Early entry through May 16 is $535 and includes at least four rounds of golf; a gift bag that includes a Chase 54 polo, pullover, hat and PGA Tour Superstore gift card; and nightly admission to the World’s Largest 19th Hole, which features an expo, entertainment, food and drinks at the Myrtle Beach Convention Center. The entry fee will increase to $635 as the tournament approaches.
The tournament, which flights players based on age, gender and handicap, is open to all golfers 17 and older. There are also two gross divisions and a “Just For Fun” flight. Flight winners after 72 holes advance to an 18-hole shootout that determines the champion.
Players who register by April 12 will be eligible to win one of 55 random drawing prizes collectively valued at $10,000, including Cleveland wedges, Srixon golf travel bags, TaylorMade TP Collection putters, TaylorMade M4 Drivers and PeakVision LX2 Sunglasses.
Visit www.MyrtleBeachWorldAmateur.com to register or for more information.
The World Am is operated by the Golf Tourism Solutions technology and marketing agency, which is also conducting the three-day March Championship that concludes Tuesday and is being played at Barefoot Resort’s Norman Course, Brunswick Plantation, the Hackler Course at CCU, Tradition Club, Whispering Pines Golf Club and True Blue Golf Club.
The individual net stroke play event has attracted 216 players from 28 states and Canada.
A rezoning request tied to a redevelopment plan for Indian Wells Golf Club in Garden City Beach was scheduled to be presented to the Horry County Planning Commission for a second time last Thursday.
But according to planning commission chairman Steven Neeves, the applicant – course owner and operator Founders Group International through the Thomas & Hutton engineering firm – asked for a deferral until the next planning commission meeting on April 4.
“They are still trying to work out the details with their neighbors and needed more time.

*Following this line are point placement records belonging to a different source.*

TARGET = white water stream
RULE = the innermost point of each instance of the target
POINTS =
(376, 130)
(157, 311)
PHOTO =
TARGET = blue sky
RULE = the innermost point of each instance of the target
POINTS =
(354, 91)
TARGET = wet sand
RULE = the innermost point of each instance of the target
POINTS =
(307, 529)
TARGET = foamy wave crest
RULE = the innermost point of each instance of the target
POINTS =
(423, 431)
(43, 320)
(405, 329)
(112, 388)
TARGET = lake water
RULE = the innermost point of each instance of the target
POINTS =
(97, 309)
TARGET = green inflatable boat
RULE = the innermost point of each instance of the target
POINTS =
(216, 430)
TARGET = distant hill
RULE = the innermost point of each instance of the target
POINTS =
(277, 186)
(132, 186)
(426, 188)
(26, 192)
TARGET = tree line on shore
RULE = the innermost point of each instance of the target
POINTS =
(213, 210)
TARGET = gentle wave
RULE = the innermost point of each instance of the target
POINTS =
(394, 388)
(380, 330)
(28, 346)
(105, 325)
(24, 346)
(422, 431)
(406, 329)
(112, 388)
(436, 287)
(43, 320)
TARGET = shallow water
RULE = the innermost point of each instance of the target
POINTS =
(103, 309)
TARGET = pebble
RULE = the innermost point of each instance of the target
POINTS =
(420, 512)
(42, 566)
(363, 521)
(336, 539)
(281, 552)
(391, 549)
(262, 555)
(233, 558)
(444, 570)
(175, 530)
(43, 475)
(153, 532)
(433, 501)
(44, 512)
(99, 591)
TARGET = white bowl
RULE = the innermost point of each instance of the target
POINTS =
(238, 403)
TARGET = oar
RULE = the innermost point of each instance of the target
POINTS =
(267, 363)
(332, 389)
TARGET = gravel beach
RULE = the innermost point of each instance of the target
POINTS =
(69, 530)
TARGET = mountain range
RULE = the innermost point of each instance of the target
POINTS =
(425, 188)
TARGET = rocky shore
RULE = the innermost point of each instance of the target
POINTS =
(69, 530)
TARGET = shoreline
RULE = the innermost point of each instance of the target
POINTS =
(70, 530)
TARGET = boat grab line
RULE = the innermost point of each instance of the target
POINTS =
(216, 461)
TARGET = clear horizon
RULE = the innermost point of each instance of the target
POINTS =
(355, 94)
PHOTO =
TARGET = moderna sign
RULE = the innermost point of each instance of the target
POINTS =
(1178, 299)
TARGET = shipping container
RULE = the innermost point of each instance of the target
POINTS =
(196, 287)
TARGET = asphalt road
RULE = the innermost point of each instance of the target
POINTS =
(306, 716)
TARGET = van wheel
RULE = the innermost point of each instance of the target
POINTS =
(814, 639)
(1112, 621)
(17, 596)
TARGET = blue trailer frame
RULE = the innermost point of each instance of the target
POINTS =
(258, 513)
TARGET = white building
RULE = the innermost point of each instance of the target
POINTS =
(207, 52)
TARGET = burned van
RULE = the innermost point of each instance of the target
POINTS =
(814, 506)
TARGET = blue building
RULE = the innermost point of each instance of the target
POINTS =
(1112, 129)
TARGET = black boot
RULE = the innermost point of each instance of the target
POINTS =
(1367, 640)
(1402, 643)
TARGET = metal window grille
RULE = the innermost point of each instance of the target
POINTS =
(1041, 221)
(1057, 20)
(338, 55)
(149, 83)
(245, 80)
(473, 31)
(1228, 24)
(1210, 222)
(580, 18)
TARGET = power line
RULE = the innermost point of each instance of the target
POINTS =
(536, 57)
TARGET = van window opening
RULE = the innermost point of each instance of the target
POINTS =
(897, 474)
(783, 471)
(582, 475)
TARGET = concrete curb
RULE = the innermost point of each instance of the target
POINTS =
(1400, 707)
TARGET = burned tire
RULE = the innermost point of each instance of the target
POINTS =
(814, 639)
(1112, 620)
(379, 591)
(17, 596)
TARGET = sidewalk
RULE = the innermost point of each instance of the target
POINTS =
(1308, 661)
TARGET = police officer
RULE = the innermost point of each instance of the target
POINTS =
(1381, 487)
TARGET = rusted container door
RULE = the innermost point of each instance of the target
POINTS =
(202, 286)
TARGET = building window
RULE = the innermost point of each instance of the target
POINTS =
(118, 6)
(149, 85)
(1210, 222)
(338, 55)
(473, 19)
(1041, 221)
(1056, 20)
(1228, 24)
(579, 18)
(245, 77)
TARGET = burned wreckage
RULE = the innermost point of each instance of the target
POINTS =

It will be on our April agenda,” Neeves said in a text message.
The planning commission recommended FGI’s initial rezoning request be denied by Horry County Council, and rather than vote on its first reading in January, the council chose to send the request back to the planning commission to be reworked in the hopes of appeasing residents around the course.
The initial rezoning proposal for the approximately 150-acre course included a housing development that features 512 total housing units – 255 single-family homes and 257 townhomes.
Area residents have expressed their disapproval of the redevelopment proposal both at the council meeting and in a protest on the Garden City Connector.
The property is already zoned for housing. It is zoned SF6, which is single-family housing with minimum lot sizes of 6,000 square feet. The requested rezoning is MRD2, which allows for a mixture of single-family and multifamily homes.